In late June, Attorney-General Yehuda Weinstein ruled that migrants from Saharonim who agree to return must be videotaped giving their agreement, a decision made amid an ongoing hunger strike in the facility by detainees. The interviews would be done with a translator, and would require the migrant to write out or sign a paper showing his consent, the attorney-general ruled.

The decision follows a previous one made by Weinstein to temporarily halt “willful returns” after a series of media reports that the state had been coercing migrants to “voluntarily” return, using the threat of indefinite detention to get them to “willfully” agree to return.

In their statement on Sunday the Hotline for Migrant Workers criticized the policy wherein migrants are jailed indefinitely under the Anti-Infiltration law, saying “prisoners are repeatedly told by Interior Ministry representatives at the internment camps that their only way out it to go back to Eritrea, and that otherwise they will spend years in prison.”

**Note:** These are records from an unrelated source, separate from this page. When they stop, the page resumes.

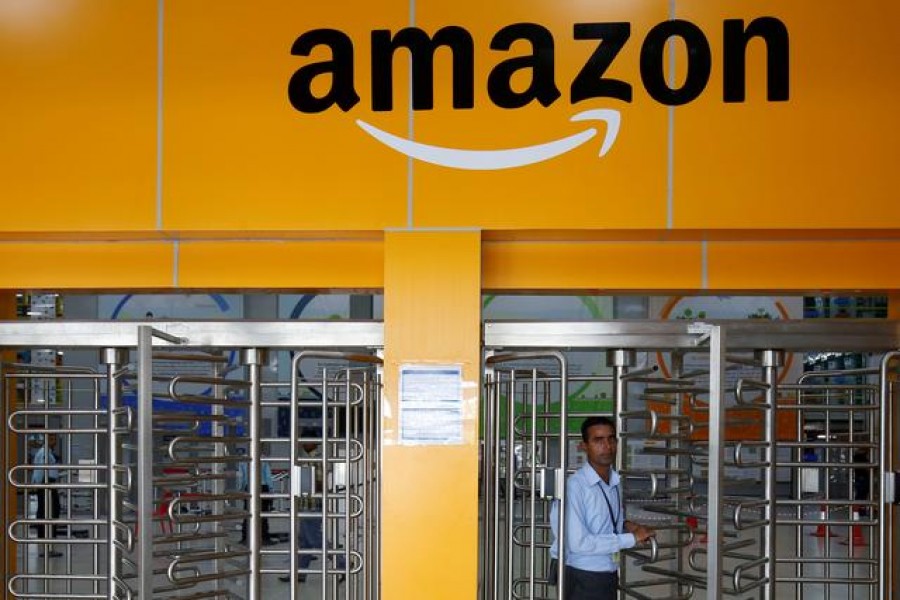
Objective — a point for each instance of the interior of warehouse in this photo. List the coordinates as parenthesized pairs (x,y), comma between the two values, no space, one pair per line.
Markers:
(320,300)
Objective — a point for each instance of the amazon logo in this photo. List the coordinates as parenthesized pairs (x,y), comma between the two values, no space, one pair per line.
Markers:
(538,68)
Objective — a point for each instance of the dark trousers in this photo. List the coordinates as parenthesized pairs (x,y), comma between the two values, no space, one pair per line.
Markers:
(590,585)
(266,506)
(53,494)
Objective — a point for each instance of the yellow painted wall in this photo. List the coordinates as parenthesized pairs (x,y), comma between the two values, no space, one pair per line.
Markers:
(172,119)
(432,304)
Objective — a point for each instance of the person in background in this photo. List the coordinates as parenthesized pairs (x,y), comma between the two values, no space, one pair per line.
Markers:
(46,456)
(596,527)
(266,485)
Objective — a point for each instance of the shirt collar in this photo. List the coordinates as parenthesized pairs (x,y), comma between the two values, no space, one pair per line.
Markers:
(592,478)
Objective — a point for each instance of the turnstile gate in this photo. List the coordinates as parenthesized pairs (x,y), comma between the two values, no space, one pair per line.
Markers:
(759,484)
(189,465)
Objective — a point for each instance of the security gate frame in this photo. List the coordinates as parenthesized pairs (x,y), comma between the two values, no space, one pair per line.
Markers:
(508,342)
(129,433)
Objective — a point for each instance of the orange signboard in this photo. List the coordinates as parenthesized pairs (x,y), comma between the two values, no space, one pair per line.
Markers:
(225,116)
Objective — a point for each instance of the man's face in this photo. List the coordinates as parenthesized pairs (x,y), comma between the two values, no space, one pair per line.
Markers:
(600,446)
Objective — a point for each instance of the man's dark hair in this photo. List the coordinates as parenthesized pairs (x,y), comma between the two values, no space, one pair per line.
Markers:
(591,421)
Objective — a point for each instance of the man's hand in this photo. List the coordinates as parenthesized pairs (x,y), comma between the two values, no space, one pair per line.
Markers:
(642,533)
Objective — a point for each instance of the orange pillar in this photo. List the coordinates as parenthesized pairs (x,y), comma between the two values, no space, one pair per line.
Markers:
(432,317)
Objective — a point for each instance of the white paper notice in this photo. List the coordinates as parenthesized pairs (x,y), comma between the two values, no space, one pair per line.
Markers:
(430,404)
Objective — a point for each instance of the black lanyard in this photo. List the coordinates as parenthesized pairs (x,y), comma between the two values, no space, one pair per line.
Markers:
(613,516)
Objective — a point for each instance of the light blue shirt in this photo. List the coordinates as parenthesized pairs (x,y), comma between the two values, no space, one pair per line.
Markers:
(44,456)
(265,476)
(591,538)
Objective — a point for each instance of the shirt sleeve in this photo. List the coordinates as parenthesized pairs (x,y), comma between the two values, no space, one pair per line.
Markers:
(37,475)
(580,539)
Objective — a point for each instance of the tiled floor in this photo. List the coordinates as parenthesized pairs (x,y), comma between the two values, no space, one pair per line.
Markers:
(59,576)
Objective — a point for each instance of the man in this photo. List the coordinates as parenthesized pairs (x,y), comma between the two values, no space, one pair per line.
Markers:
(596,528)
(267,485)
(310,529)
(41,476)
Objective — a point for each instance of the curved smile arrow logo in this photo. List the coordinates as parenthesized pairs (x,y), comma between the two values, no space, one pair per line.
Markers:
(491,160)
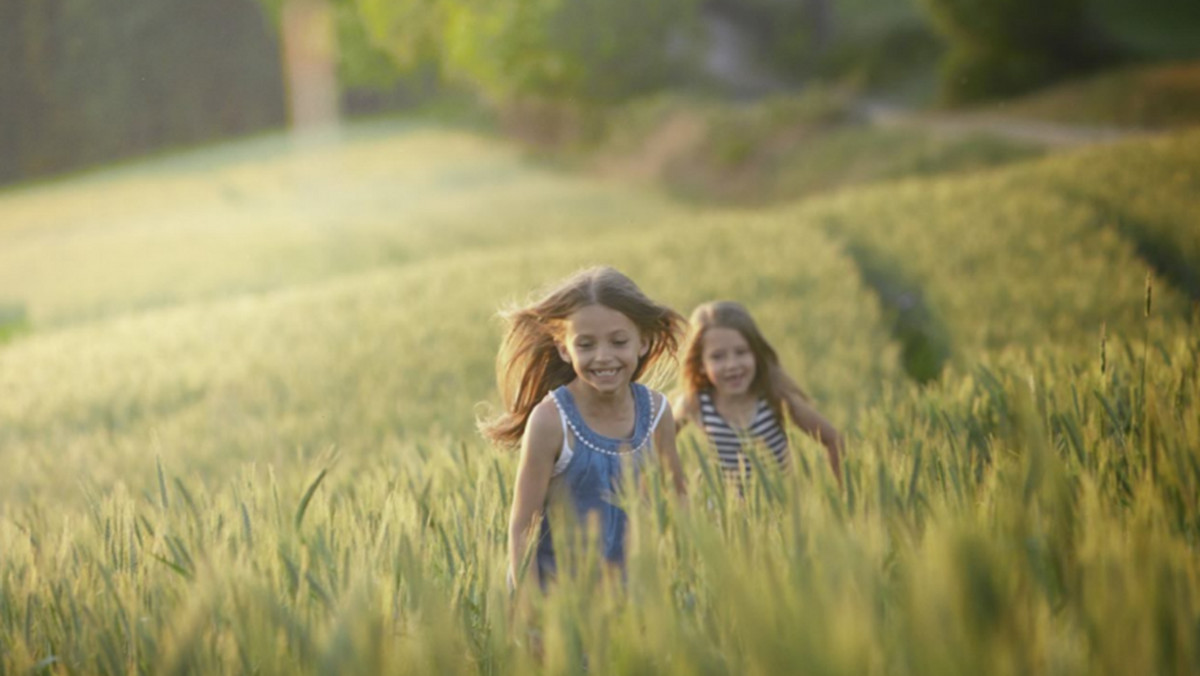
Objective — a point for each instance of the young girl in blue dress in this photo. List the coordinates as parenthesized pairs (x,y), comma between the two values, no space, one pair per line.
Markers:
(568,376)
(736,390)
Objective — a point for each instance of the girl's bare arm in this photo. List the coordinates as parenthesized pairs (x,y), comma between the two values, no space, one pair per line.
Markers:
(669,455)
(539,449)
(682,413)
(816,426)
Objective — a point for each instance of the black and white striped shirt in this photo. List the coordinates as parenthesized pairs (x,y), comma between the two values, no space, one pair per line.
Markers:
(733,443)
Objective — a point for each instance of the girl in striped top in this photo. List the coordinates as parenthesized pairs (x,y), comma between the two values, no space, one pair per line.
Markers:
(737,392)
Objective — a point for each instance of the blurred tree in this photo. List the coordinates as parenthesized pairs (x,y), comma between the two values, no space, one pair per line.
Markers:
(1003,47)
(582,51)
(88,81)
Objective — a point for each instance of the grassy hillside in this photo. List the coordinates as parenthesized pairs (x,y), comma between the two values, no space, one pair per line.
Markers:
(238,431)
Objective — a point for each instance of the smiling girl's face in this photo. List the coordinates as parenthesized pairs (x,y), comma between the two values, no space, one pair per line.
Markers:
(603,346)
(729,362)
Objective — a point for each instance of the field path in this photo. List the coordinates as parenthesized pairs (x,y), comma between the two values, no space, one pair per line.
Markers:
(958,124)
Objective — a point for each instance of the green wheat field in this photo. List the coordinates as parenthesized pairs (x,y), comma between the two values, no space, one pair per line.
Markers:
(238,392)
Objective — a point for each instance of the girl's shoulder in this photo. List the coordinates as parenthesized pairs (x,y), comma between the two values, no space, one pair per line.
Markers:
(545,424)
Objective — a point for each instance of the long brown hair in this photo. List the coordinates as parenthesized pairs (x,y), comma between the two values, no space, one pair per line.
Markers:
(528,365)
(771,382)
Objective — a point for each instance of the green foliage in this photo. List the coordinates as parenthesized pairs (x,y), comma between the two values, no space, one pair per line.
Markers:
(1003,47)
(591,51)
(171,504)
(93,81)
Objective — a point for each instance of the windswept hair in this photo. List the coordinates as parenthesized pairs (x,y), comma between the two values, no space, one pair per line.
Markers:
(771,382)
(528,365)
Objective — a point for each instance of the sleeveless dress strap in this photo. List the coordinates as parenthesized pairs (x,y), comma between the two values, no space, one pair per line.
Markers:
(567,452)
(663,407)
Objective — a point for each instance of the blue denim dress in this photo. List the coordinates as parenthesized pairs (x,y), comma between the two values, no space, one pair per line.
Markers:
(593,476)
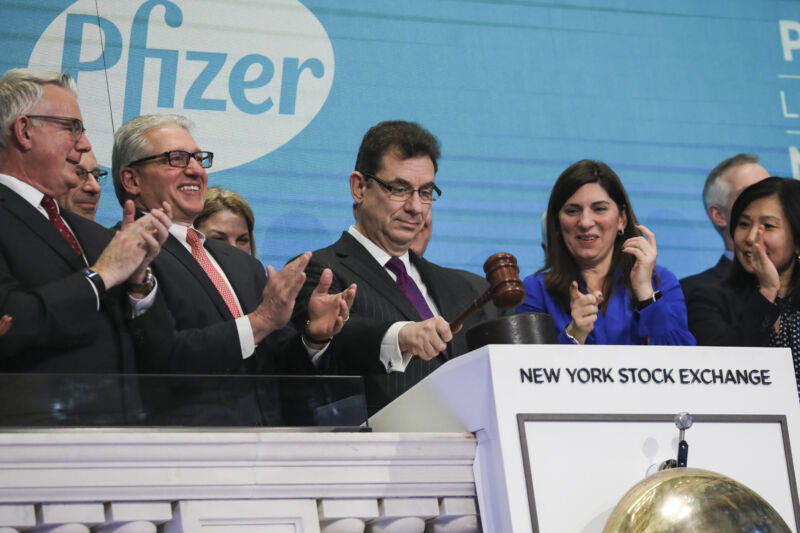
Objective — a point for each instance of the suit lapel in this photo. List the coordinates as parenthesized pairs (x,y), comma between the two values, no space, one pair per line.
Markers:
(357,259)
(39,225)
(176,249)
(435,284)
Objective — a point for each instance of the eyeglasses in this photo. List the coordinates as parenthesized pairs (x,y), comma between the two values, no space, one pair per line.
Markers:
(180,158)
(76,125)
(427,194)
(99,175)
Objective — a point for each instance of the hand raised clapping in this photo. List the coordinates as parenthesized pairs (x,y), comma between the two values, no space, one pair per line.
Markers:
(584,309)
(763,268)
(643,248)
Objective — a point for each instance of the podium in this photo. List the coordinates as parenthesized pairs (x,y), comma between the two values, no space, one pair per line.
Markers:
(564,431)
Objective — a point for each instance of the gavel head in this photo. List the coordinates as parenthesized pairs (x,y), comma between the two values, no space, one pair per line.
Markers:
(502,273)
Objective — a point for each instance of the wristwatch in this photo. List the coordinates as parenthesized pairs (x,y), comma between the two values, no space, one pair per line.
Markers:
(95,279)
(644,303)
(144,287)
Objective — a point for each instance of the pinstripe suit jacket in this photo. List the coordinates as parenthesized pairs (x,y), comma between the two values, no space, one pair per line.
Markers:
(190,328)
(57,327)
(378,304)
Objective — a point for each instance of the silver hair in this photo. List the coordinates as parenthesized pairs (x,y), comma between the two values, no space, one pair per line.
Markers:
(131,144)
(715,190)
(21,89)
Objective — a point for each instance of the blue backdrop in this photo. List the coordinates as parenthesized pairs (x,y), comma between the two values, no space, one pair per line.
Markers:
(515,90)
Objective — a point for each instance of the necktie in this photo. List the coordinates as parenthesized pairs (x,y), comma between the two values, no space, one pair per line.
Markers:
(55,218)
(412,292)
(409,288)
(199,253)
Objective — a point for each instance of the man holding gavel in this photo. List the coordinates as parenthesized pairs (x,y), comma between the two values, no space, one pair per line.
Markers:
(398,330)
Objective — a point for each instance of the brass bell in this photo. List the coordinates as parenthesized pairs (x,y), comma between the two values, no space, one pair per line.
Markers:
(691,499)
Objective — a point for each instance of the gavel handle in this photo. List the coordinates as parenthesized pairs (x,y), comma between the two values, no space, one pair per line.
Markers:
(477,304)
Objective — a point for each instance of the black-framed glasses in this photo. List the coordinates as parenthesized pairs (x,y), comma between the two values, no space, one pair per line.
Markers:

The hotline said that prisoners who otherwise wouldn’t return to Eritrea may do so because of their growing mental distress and that “others cannot stand to continue living behind bars and claim that they prefer to die on their own land than rot in prison. No matter what explanation they give for their desire to go back, no legal procedure will make the return of Eritrean national-service evaders a “voluntary return.”